Speaking at a roundtable discussion, the PIC's co-head of asset liability management Mark Gull said the country's central bank committed a "sin of omission" and estimated that the targeted buying of gilts between March 2009 and January last year increased scheme deficits by more than £70bn.

Gull said QE was a "good, useful way" of stimulating the economy, but noted his surprise that the Bank of England (BoE) neglected to mention pension funds in its recent quarterly bulletin, which set out to measure the impact of quantitative easing.

"Gilt yields define their liabilities, and the impact on those were not mentioned at all by the Bank of England - it's a sin of omission," he said, adding that the institution's lack of consideration was worrying.

He calculated that scheme liabilities had increased by £74bn even if only taking into account the 100 basis point drop to gilt yields the BoE estimated resulted from QE.

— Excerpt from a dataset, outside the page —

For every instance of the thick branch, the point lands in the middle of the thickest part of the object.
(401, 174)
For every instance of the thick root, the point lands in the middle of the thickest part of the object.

Gull added that, while this estimate assumed no increase in inflation, long-term inflation prospects should theoretically rise as a result of the stimulus.

Jay Shah, co-head of business origination at the company, said: "The impact of QE has been diluted by the opposite impact it has on pension schemes."

Gull said increased deficits meant companies would be forced to commit to higher deficit reduction payments, which in turn would be likely be committed to matching strategies rather than equity portfolios - again lowering gilt yields.

He argued that, if a second round of quantitative easing were initiated, it should focus less on buying up gilts and more on investing in banks' corporate bonds.

This would have the dual advantage of impacting pension schemes liabilities less and potentially encouraging financial institutions to lend more as their yields fell below those of non-financial corporate bonds, he said.
Highlighting policies implemented by other countries, Gill referenced the US Federal Reserve's attempt to reduce the yields on long-term bonds.

"That would be particularly inappropriate for the UK because that's where more pensioners are," he said.

He conceded that it was an approach the BoE was "less likely" to take, as the importance of long-dated bonds on the US housing market was not mirrored in the UK.